Due to its recurrent nature, the recurrent neural network is a type of artificial neural network designed to handle sequential data, such as time series, natural language, and speech. RNNs have a feedback loop that allows information to be passed from one step in the sequence to the next, enabling them to use context and previous inputs to inform current predictions. This makes them particularly useful for language modeling, speech recognition, and machine translation [38]. For sentiment analysis [39], speech recognition [40], and machine translation [41], a long short-term memory (LSTM) network performs better than a standard RNN. This network can learn new data and discard old information by switching the self-connected hidden units with memory blocks, thereby overcoming the Hochreiter and Schmidhuber-introduced vanishing gradient problem with conventional RNNs [38]. Bidirectional LSTM networks add a second layer to unidirectional LSTM networks to depict a sequence in both the forward and backward directions (see Fig. 2) [27]. By connecting the hidden states of forward and backward LSTMs, this model can use information from the past and future to its advantage, enabling it to extract usable features of high-semantic information from word embeddings. BiLSTM requires unfolding both forward and backward hidden states at each time step, whereas conventional networks can conduct forward and backward passes without doing so. Use a time-varying backpropagation strategy to train the BiLSTM networks.

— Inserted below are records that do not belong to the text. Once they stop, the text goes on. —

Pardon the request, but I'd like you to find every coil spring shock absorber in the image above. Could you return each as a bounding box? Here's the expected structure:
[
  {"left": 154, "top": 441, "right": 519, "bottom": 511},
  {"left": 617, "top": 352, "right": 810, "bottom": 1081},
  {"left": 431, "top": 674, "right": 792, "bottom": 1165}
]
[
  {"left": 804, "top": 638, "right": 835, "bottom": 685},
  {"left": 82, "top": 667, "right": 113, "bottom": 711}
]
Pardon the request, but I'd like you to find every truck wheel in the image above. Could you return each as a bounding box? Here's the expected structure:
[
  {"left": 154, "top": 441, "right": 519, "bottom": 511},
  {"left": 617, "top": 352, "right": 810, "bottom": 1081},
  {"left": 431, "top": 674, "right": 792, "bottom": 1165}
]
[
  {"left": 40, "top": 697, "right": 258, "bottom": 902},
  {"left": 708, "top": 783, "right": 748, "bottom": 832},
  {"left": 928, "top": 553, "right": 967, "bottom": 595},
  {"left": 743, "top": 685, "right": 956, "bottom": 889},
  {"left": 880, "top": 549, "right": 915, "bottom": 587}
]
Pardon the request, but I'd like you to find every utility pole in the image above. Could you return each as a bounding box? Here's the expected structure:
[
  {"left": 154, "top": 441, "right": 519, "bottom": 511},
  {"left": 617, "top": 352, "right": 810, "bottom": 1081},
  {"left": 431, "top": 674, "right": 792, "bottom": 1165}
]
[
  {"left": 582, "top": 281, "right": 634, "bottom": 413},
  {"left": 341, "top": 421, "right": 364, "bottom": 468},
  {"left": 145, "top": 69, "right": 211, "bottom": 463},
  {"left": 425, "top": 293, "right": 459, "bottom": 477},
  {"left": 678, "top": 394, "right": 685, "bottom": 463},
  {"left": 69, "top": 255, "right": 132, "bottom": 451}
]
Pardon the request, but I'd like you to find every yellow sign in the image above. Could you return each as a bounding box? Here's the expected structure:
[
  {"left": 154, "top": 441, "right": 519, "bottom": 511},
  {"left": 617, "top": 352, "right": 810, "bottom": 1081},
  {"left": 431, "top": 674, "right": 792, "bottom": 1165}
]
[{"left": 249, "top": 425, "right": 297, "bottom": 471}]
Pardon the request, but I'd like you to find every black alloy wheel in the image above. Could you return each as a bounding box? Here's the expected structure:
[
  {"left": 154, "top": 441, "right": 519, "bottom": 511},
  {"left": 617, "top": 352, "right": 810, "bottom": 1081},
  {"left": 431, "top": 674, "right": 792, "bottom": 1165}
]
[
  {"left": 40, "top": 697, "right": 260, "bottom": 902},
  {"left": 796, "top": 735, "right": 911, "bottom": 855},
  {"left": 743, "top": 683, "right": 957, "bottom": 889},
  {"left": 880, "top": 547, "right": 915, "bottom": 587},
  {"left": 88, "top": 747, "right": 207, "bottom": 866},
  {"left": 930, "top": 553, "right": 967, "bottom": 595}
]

Recent studies have shown that coupling BiLSTM with an attention mechanism improves the performance of many NLP tasks, including sentiment analysis [43], machine translation [44], and document categorization [45]. For the attention mechanism to be intuitively applied in a DTI prediction task, it is crucial to understand how to assign a weight to each word in a sentence, select the most significant words, and combine their representations into a sentence vector that influences the classification or regression results. The output from the BiLSTM units is not sent straight to the additional attention layer. However, the attention layer acquires a top-down perspective of the complete sequence of BiLSTM units. It assigns various attention weights to each branch depending on its level of relative significance [46].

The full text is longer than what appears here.